Et puis, la veille du conseil d’administration où est inscrite, à l’ordre du jour, la décision de renouvellement ou de nomination du président de l’AFP, le cabinet du ministère de la Culture informe le président sortant qu’il n’aura pas le soutien de l’État, qui dispose de trois voix sur dix-huit. Emmanuel Hoog retire sa candidature au dernier moment. Fabrice Fries est élu.

Certes, l’AFP est une agence de presse qui, malheureusement, n’est pas « cash-flow positive » : ses ressources commerciales ne lui permettent pas de financer son exploitation et ses investissements, sans même parler de rémunérer les capitaux mis en œuvre. Alors, l’État lui invente une mission de service public et abonde à son budget comme client et bailleur de subventions. Et impose un statut hybride et dispose de pouvoir au sein du conseil d’administration. Mais pas question d’y voir une mainmise de l’exécutif sur l’information : la collégialité des décisions est garantie par la pluralité des intervenants et l’indépendance de certains d’entre eux.
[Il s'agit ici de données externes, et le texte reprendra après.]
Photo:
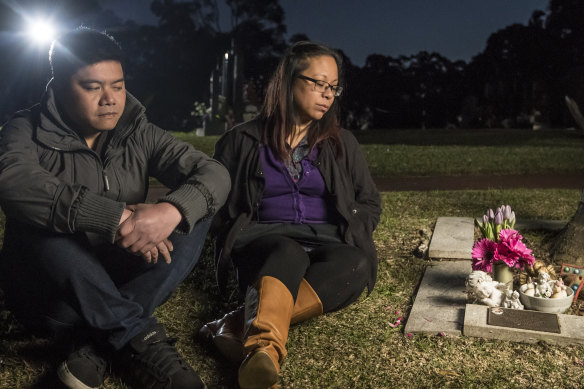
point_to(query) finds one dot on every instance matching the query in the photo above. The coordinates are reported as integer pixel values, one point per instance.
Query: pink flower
(508, 234)
(483, 253)
(512, 250)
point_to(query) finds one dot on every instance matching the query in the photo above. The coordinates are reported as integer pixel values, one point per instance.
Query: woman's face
(311, 104)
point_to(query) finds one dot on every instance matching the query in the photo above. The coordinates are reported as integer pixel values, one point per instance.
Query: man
(82, 251)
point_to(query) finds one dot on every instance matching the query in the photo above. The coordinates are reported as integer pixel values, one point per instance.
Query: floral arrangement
(500, 242)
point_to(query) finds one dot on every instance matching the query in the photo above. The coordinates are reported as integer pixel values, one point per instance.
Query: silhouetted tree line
(522, 75)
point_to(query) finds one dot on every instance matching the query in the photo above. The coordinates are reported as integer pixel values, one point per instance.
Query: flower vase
(503, 274)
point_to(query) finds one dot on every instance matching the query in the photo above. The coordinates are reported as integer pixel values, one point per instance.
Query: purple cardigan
(286, 201)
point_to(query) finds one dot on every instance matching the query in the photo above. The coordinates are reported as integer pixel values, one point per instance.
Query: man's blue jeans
(59, 282)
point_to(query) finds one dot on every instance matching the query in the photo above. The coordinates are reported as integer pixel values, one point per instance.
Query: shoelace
(162, 357)
(89, 353)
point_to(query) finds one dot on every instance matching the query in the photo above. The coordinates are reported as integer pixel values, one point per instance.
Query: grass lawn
(460, 152)
(356, 347)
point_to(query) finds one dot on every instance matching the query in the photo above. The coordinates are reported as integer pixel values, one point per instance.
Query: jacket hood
(54, 132)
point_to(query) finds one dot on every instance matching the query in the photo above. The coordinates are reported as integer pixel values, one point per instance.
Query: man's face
(95, 98)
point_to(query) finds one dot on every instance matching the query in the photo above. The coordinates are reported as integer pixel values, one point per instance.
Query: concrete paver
(453, 238)
(441, 305)
(475, 324)
(441, 300)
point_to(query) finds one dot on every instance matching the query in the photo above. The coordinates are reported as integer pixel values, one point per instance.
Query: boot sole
(258, 372)
(69, 380)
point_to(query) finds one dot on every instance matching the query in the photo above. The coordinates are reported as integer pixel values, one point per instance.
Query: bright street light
(41, 31)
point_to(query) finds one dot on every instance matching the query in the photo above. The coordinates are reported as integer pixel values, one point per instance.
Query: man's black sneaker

Trois administrateurs indépendants ont fait paraître, via l’AFP, lundi 16 avril, une lettre ouverte au ministre de la Culture où ils ont expliqué leur abstention lors de ce vote, et mis en évidence les nombreux problèmes que pose cette façon d’agir. Ils n’hésitent pas à parler d’« administrateurs pris en otages ». Mais ils ne sont pas allés jusqu’à voter contre : pas question de quitter le confort des ballerines et des souliers vernis pour chausser des bottes !
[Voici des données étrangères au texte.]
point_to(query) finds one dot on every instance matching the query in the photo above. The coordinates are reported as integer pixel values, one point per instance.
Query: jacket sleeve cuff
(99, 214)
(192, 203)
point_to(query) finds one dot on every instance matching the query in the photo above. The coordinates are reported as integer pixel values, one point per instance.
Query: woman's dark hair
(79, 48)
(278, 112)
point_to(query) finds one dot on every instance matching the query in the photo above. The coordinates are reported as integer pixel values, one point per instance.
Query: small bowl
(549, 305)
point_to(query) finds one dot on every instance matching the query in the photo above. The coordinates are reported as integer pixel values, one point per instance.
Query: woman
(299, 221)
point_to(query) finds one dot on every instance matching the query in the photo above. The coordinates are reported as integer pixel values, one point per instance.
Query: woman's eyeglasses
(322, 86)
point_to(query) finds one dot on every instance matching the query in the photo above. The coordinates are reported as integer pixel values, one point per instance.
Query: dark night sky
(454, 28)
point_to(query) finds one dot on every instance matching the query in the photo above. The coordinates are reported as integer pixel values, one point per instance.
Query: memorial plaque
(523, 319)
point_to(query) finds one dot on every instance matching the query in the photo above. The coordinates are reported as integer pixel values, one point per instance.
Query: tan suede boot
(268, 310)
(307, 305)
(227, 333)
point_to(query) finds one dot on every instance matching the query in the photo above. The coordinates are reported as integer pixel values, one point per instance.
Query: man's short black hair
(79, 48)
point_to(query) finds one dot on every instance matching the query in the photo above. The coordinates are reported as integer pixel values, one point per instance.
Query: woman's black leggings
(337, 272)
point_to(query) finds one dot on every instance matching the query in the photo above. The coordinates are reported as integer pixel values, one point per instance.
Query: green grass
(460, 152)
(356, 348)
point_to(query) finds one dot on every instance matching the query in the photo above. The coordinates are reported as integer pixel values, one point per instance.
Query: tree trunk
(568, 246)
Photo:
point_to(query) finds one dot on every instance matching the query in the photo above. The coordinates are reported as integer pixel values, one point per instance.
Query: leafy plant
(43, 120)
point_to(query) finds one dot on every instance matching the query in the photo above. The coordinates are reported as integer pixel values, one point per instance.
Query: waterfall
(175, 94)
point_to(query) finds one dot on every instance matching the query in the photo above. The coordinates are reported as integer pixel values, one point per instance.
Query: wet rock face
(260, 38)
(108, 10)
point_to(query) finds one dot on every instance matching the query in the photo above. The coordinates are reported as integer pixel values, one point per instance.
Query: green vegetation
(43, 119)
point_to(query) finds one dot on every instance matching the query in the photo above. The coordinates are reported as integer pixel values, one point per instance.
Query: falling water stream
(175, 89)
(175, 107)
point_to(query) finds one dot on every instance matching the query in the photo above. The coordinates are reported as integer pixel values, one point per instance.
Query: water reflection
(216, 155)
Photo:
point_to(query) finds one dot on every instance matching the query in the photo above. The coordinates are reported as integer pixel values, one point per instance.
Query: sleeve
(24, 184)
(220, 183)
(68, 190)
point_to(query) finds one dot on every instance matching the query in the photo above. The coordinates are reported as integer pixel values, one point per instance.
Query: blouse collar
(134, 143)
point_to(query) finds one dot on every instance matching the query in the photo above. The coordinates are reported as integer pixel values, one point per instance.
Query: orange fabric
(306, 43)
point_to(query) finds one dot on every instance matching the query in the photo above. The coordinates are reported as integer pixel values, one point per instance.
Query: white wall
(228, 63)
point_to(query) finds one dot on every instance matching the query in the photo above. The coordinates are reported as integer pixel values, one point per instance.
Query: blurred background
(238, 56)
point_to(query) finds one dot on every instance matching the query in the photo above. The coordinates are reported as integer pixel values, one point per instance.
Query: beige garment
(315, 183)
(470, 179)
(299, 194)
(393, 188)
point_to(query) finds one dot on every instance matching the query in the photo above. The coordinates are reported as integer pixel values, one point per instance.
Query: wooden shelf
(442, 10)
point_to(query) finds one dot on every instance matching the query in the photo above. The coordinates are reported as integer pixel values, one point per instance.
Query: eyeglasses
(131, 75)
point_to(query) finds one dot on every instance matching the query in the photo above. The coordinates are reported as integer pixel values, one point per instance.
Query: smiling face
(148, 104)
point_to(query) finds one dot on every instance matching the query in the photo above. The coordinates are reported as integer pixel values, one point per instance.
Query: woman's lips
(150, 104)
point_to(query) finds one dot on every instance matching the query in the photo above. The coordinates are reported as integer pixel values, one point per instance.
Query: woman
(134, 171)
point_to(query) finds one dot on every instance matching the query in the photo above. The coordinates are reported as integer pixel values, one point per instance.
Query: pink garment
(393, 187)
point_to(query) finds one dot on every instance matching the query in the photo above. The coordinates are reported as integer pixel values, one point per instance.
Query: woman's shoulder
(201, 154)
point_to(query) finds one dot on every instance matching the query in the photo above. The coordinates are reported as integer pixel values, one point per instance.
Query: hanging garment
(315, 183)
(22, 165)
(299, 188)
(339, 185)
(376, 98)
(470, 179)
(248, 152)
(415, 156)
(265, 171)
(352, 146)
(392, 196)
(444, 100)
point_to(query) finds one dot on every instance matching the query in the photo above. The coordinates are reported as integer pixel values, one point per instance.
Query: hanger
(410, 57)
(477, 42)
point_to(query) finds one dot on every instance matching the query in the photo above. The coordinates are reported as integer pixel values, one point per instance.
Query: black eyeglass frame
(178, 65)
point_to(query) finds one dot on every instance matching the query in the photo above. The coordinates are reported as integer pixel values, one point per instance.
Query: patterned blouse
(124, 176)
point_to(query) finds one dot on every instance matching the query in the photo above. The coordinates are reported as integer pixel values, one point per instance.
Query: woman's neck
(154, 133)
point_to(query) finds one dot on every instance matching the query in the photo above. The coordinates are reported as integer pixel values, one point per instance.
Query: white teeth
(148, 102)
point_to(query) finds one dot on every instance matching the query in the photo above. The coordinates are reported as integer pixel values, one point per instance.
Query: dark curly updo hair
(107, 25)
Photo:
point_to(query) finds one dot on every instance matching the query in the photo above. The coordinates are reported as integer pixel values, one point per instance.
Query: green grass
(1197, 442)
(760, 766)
La nomination de Mme Delphine Ernotte à la tête de l’audiovisuel public avait, en son temps, fait couler de l’encre, et cela continue avec les récentes révélations du palmipède du mercredi. Le pouvoir souhaite sauver les apparences d’une muraille de Chine infranchissable entre lui et les médias et leurs sources. Mais, depuis toujours, il ne veut pas laisser ses instruments de propagande dans n’importe quelles mains. Et ne recule devant rien pour y parvenir. Il ne diffère pas beaucoup, en cela, des pouvoirs totalitaires qui ont ensanglanté le XXe siècle et qui ont toujours tout fait pour s’assurer d’un contrôle aussi exclusif que possible sur l’information. Seul le cuir a été remplacé par du feutre ; la nature de la chaussure est la même.